Jin Yuxue, Lai Tze Leung
Quantitative Marketing, Google, New York, NY, 10011, USA.
Department of Statistics, Stanford University, Stanford, CA, 94305, USA.
Lifetime Data Anal. 2017 Oct;23(4):605-625. doi: 10.1007/s10985-016-9378-8. Epub 2016 Aug 8.
An approximate likelihood approach is developed for regression analysis of censored competing-risks data. This approach models directly the cumulative incidence function, instead of the cause-specific hazard function, in terms of explanatory covariates under a proportional subdistribution hazards assumption.

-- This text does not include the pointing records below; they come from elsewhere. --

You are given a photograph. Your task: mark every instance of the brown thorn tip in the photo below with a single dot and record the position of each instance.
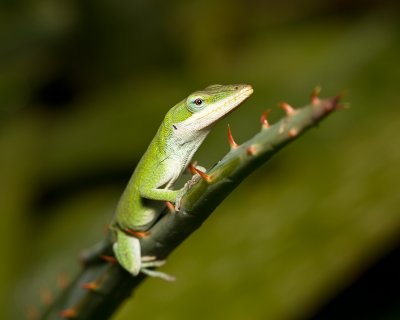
(288, 108)
(90, 286)
(170, 206)
(231, 141)
(138, 234)
(315, 96)
(251, 150)
(68, 313)
(264, 121)
(293, 132)
(203, 175)
(109, 259)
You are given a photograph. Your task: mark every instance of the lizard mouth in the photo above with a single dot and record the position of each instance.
(218, 110)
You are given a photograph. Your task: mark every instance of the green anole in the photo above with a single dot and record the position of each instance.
(183, 130)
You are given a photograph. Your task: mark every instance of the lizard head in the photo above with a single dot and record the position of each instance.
(203, 108)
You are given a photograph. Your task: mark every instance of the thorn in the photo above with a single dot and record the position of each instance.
(203, 175)
(109, 259)
(93, 286)
(46, 296)
(288, 108)
(293, 133)
(191, 167)
(315, 96)
(170, 206)
(68, 313)
(32, 313)
(264, 121)
(138, 234)
(251, 150)
(63, 280)
(231, 141)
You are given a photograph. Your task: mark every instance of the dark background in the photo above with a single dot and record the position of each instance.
(312, 235)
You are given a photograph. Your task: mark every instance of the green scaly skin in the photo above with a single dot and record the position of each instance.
(183, 130)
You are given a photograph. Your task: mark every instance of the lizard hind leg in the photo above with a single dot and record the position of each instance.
(128, 253)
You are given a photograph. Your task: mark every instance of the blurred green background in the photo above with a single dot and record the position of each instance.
(83, 88)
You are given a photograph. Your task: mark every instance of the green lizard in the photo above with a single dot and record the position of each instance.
(183, 130)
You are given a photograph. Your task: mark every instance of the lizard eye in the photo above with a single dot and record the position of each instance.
(198, 102)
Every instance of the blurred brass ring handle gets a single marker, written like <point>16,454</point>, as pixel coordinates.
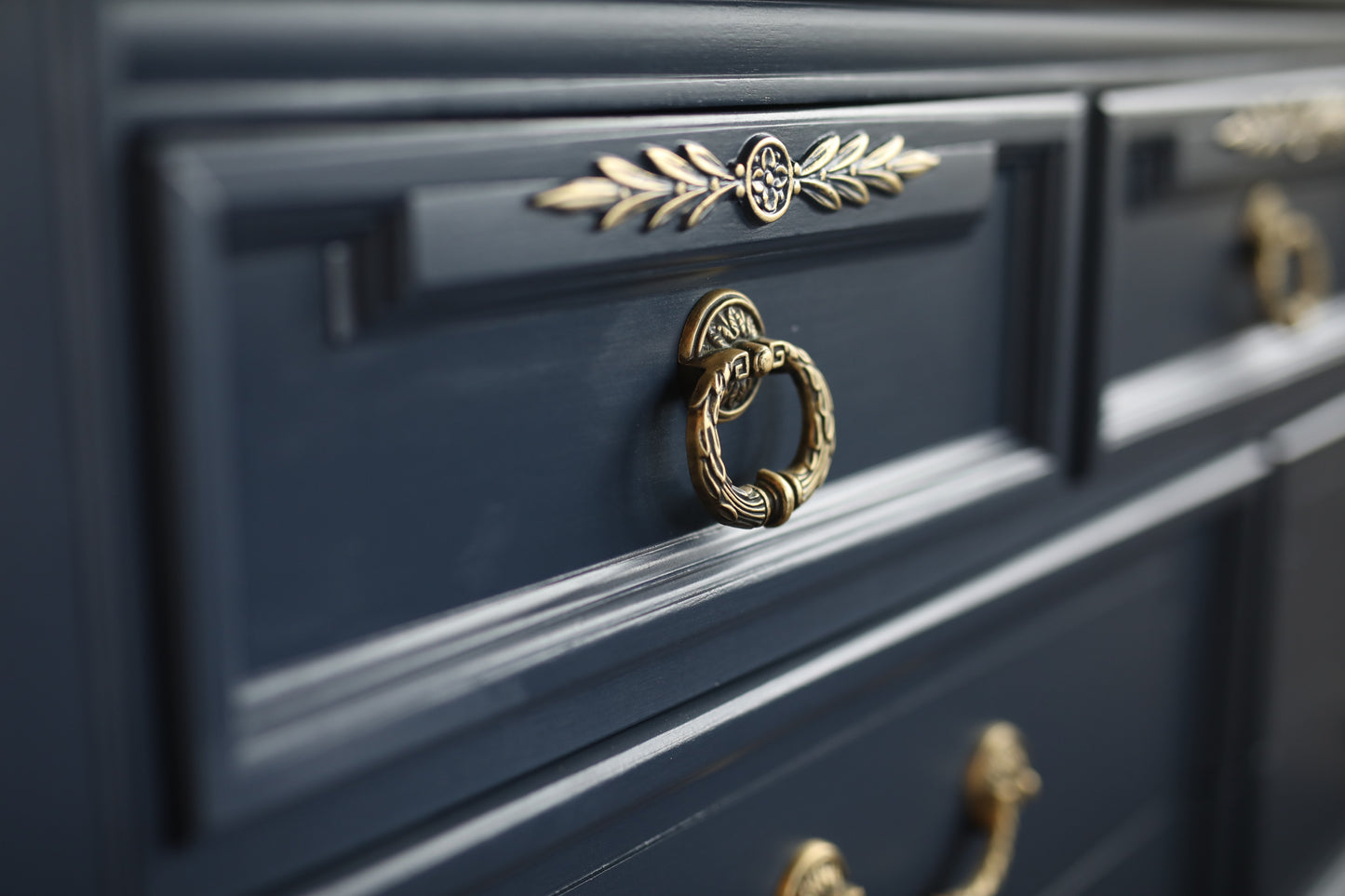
<point>1281,237</point>
<point>725,352</point>
<point>1000,781</point>
<point>818,869</point>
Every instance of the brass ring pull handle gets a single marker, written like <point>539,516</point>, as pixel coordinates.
<point>998,781</point>
<point>724,347</point>
<point>1281,237</point>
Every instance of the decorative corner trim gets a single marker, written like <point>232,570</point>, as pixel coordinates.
<point>691,184</point>
<point>1298,129</point>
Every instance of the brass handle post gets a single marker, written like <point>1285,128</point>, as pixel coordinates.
<point>1279,237</point>
<point>1000,781</point>
<point>724,349</point>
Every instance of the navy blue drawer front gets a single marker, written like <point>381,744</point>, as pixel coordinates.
<point>1103,688</point>
<point>1182,337</point>
<point>1100,645</point>
<point>1301,753</point>
<point>426,436</point>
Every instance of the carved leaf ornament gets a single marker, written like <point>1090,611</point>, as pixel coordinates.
<point>689,184</point>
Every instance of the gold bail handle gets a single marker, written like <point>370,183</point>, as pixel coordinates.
<point>1000,781</point>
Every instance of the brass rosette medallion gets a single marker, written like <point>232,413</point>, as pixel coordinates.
<point>689,184</point>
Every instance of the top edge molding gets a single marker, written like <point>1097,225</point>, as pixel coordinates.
<point>288,39</point>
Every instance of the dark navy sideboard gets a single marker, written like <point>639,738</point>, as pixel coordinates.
<point>356,537</point>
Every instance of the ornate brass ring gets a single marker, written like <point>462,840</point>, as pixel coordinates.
<point>724,347</point>
<point>1282,237</point>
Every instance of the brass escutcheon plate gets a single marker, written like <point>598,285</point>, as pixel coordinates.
<point>719,320</point>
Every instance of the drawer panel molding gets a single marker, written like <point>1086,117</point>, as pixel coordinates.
<point>555,808</point>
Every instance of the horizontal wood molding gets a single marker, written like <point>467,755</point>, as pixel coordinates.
<point>1205,381</point>
<point>290,39</point>
<point>588,794</point>
<point>323,717</point>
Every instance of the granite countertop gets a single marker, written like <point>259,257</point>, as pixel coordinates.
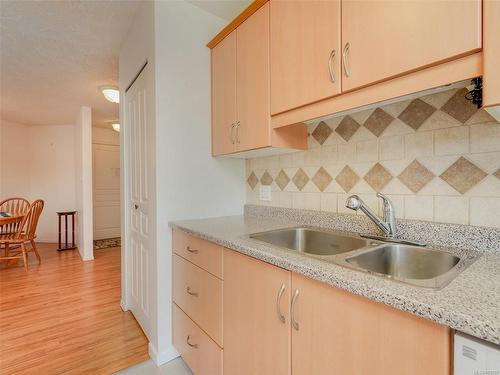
<point>470,303</point>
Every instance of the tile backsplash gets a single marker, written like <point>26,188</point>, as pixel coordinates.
<point>437,157</point>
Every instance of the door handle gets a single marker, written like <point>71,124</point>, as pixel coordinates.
<point>295,325</point>
<point>345,53</point>
<point>281,317</point>
<point>330,67</point>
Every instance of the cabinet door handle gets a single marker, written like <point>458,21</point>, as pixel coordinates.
<point>281,317</point>
<point>345,56</point>
<point>191,345</point>
<point>330,66</point>
<point>295,325</point>
<point>231,133</point>
<point>194,251</point>
<point>238,131</point>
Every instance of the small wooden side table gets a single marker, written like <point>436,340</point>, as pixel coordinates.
<point>67,245</point>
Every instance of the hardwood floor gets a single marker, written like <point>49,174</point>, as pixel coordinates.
<point>64,316</point>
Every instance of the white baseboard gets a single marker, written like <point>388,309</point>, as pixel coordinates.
<point>163,357</point>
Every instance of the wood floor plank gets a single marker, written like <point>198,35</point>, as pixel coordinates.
<point>64,316</point>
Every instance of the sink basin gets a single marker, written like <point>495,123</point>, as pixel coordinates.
<point>310,241</point>
<point>415,265</point>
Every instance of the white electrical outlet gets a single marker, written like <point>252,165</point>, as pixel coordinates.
<point>265,193</point>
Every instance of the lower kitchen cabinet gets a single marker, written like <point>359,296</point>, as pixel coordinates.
<point>336,332</point>
<point>256,317</point>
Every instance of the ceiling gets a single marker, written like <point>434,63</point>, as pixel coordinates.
<point>55,54</point>
<point>225,9</point>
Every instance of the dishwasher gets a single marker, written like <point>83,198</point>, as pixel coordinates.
<point>473,356</point>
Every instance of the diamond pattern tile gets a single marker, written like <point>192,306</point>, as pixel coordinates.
<point>463,175</point>
<point>458,107</point>
<point>416,113</point>
<point>378,177</point>
<point>300,179</point>
<point>322,179</point>
<point>347,178</point>
<point>282,180</point>
<point>266,179</point>
<point>378,121</point>
<point>252,180</point>
<point>415,176</point>
<point>321,132</point>
<point>347,127</point>
<point>497,174</point>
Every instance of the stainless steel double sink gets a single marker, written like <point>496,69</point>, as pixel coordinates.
<point>420,266</point>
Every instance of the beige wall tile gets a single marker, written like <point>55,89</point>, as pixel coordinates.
<point>484,212</point>
<point>418,144</point>
<point>391,148</point>
<point>485,137</point>
<point>451,210</point>
<point>451,141</point>
<point>419,207</point>
<point>367,150</point>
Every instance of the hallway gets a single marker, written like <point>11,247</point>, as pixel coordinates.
<point>64,316</point>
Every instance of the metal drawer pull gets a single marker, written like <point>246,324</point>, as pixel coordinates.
<point>188,289</point>
<point>191,345</point>
<point>194,251</point>
<point>347,71</point>
<point>330,67</point>
<point>231,134</point>
<point>292,318</point>
<point>278,305</point>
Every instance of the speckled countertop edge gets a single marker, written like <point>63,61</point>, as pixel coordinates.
<point>470,303</point>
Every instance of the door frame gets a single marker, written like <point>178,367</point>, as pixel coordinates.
<point>125,191</point>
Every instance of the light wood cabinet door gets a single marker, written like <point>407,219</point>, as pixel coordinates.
<point>223,95</point>
<point>341,333</point>
<point>253,81</point>
<point>305,52</point>
<point>256,340</point>
<point>388,38</point>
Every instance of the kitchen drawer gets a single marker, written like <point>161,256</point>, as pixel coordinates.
<point>204,254</point>
<point>199,294</point>
<point>199,352</point>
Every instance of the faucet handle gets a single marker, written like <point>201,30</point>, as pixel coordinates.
<point>385,199</point>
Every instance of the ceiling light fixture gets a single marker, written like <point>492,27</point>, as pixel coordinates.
<point>111,93</point>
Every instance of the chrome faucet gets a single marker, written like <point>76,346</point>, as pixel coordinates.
<point>387,224</point>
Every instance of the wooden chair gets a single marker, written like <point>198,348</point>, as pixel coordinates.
<point>26,233</point>
<point>13,206</point>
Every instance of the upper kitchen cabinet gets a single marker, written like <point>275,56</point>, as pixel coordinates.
<point>305,52</point>
<point>252,89</point>
<point>224,95</point>
<point>385,39</point>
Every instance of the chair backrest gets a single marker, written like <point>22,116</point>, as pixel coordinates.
<point>13,206</point>
<point>30,220</point>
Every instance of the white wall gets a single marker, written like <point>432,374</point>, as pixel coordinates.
<point>83,180</point>
<point>38,163</point>
<point>14,160</point>
<point>189,182</point>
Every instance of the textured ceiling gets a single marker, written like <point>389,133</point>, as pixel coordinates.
<point>55,54</point>
<point>225,9</point>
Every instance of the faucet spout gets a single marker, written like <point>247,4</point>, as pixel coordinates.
<point>387,224</point>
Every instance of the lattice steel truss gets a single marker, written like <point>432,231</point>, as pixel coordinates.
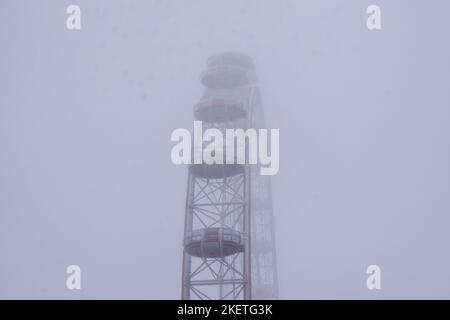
<point>229,248</point>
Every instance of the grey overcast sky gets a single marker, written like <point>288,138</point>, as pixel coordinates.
<point>86,117</point>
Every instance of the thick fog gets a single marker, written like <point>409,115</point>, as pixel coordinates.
<point>86,116</point>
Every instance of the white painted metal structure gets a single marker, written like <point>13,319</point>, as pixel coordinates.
<point>229,243</point>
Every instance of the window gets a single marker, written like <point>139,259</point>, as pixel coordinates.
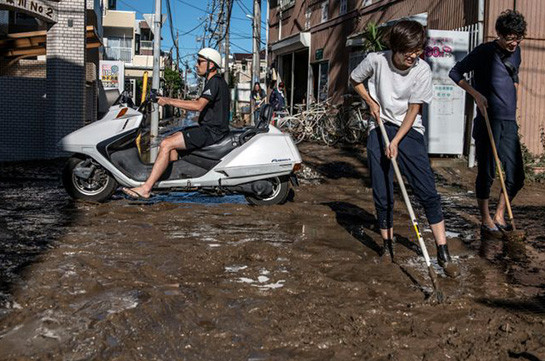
<point>325,11</point>
<point>354,60</point>
<point>343,7</point>
<point>284,4</point>
<point>119,49</point>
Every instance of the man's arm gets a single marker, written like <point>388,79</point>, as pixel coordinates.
<point>408,121</point>
<point>480,99</point>
<point>374,108</point>
<point>192,105</point>
<point>465,66</point>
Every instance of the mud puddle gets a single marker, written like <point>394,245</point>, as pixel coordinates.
<point>193,277</point>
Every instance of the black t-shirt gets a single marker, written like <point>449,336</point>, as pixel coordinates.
<point>215,115</point>
<point>492,78</point>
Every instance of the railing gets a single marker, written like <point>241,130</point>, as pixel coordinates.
<point>122,54</point>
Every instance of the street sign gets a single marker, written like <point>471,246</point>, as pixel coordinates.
<point>36,8</point>
<point>319,54</point>
<point>444,117</point>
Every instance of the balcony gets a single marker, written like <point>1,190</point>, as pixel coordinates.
<point>121,54</point>
<point>146,44</point>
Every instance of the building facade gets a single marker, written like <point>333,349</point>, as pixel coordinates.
<point>130,40</point>
<point>315,44</point>
<point>48,73</point>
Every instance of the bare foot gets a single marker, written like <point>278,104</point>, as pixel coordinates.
<point>136,193</point>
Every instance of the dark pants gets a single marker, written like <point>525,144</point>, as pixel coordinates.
<point>508,145</point>
<point>414,165</point>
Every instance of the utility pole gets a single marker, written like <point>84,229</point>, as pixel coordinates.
<point>154,128</point>
<point>256,59</point>
<point>227,26</point>
<point>267,37</point>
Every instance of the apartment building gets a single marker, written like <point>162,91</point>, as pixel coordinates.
<point>315,44</point>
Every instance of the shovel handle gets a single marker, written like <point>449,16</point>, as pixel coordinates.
<point>498,165</point>
<point>406,198</point>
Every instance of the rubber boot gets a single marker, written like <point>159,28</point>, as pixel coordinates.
<point>443,258</point>
<point>388,250</point>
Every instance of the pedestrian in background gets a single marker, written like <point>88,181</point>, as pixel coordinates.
<point>494,87</point>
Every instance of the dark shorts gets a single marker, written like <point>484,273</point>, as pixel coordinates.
<point>197,137</point>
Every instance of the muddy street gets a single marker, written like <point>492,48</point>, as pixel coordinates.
<point>189,277</point>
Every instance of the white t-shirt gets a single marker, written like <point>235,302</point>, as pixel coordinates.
<point>393,89</point>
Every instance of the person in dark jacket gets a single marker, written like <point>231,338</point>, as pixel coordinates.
<point>258,97</point>
<point>276,99</point>
<point>495,67</point>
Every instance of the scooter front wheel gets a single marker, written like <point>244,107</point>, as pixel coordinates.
<point>279,195</point>
<point>84,179</point>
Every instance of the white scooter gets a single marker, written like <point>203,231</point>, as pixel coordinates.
<point>259,162</point>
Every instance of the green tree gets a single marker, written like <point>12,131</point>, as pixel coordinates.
<point>374,38</point>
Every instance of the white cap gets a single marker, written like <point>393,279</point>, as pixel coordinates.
<point>212,55</point>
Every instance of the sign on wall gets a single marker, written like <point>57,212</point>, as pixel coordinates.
<point>445,116</point>
<point>112,75</point>
<point>36,8</point>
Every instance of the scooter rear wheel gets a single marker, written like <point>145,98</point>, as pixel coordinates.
<point>97,188</point>
<point>281,191</point>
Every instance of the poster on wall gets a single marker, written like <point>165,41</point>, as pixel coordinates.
<point>323,80</point>
<point>445,116</point>
<point>112,75</point>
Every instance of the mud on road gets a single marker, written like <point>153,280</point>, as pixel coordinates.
<point>185,277</point>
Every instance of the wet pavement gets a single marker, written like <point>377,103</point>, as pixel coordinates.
<point>191,277</point>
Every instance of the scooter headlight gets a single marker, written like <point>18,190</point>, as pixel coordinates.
<point>121,113</point>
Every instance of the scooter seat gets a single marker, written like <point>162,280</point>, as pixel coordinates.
<point>220,149</point>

It uses a self-consistent iterative procedure to maximize an approximate semiparametric likelihood function, leading to an asymptotically normal and efficient estimator of the vector of regression parameters. Simulation studies demonstrate its advantages over previous methods.
本文提出了一种用于删失竞争风险数据回归分析的近似似然方法。该方法在比例子分布风险假设下,根据解释性协变量直接对累积发病率函数进行建模,而非病因特异性风险函数。它使用一种自洽迭代程序来最大化近似半参数似然函数,从而得到回归参数向量的渐近正态且有效的估计量。模拟研究证明了该方法相对于先前方法的优势。